NEW YORK A private business group says its index of leading economic indicators inched higher for the second month in another sign that higher fuel and food prices, tighter credit and a depressed housing market are stifling the economy.
Separately, the number of newly laid-off workers filing for unemployment benefits remained at worrisomely high levels, even as it dropped slightly last week.
The New York-based Conference Board said Thursday its economic indicators rose 0.1 percent in May, matching expectations of economists surveyed by Thomson/IFR. The increase in the indicators, a measure of future economic activity, equaled April's 0.1 percent advance. The Conference Board revised March's number down from 0.1 to zero.

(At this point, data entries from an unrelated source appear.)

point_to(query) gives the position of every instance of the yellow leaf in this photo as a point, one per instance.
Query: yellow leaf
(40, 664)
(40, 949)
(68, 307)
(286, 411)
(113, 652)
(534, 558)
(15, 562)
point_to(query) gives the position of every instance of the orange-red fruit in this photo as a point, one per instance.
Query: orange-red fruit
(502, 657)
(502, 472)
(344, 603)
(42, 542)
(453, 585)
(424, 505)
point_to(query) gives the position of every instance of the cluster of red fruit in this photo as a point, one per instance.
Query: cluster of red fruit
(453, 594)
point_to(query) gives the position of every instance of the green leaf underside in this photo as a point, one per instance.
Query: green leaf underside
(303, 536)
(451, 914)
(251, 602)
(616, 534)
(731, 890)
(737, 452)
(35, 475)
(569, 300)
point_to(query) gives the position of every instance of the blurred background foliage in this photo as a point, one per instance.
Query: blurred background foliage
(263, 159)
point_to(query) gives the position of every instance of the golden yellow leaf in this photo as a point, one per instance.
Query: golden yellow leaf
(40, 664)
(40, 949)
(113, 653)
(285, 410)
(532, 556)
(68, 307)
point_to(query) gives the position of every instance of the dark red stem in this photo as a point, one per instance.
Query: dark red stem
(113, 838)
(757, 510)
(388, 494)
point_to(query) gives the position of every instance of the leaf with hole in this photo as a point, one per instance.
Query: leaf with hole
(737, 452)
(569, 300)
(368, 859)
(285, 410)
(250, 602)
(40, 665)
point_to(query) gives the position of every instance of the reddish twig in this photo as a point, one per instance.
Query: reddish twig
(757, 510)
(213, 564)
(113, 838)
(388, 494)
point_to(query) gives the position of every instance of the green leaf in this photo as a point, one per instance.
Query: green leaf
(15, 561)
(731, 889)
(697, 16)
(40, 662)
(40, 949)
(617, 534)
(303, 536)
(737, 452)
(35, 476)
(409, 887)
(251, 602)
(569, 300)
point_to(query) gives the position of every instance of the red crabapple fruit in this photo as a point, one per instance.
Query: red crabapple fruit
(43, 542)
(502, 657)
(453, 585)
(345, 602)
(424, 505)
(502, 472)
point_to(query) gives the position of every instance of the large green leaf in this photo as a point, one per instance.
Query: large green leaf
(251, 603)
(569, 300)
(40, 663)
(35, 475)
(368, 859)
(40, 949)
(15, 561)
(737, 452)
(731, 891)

The index is designed to forecast economic activity in the next three to six months based on 10 components, including stock prices, building permits and initial claims for unemployment benefits.
"The economy is very weak heading into the summer, with gas and utility bills possibly heading even higher," said Ken Goldstein, Conference Board economist. "But latest data suggest the economy has not fallen into a contraction and may not undergo one in the second half of the year."
The Labor Department reported Thursday that jobless claims fell by 5,000 last week to 381,000 after having surged by 27,000 the previous week.
The small improvement was not enough to keep the four-week average from rising to 375,250, pushing it close to the level reached in early April, when the average had jumped to highs not seen since the wave of layoffs following the 2005 Gulf Coast hurricanes.
Stocks continued to fall, as worries about a repeat of last summer's credit crisis persist. The Dow Jones industrial average was down 26.06, or 0.22 percent, at 12,003 in morning trading. The Nasdaq Composite was down 12.63, or 0.52 percent, at 2,417.08 and the Standard & Poor's 500 was down 4.27, or 0.32 percent, at 1,333.54.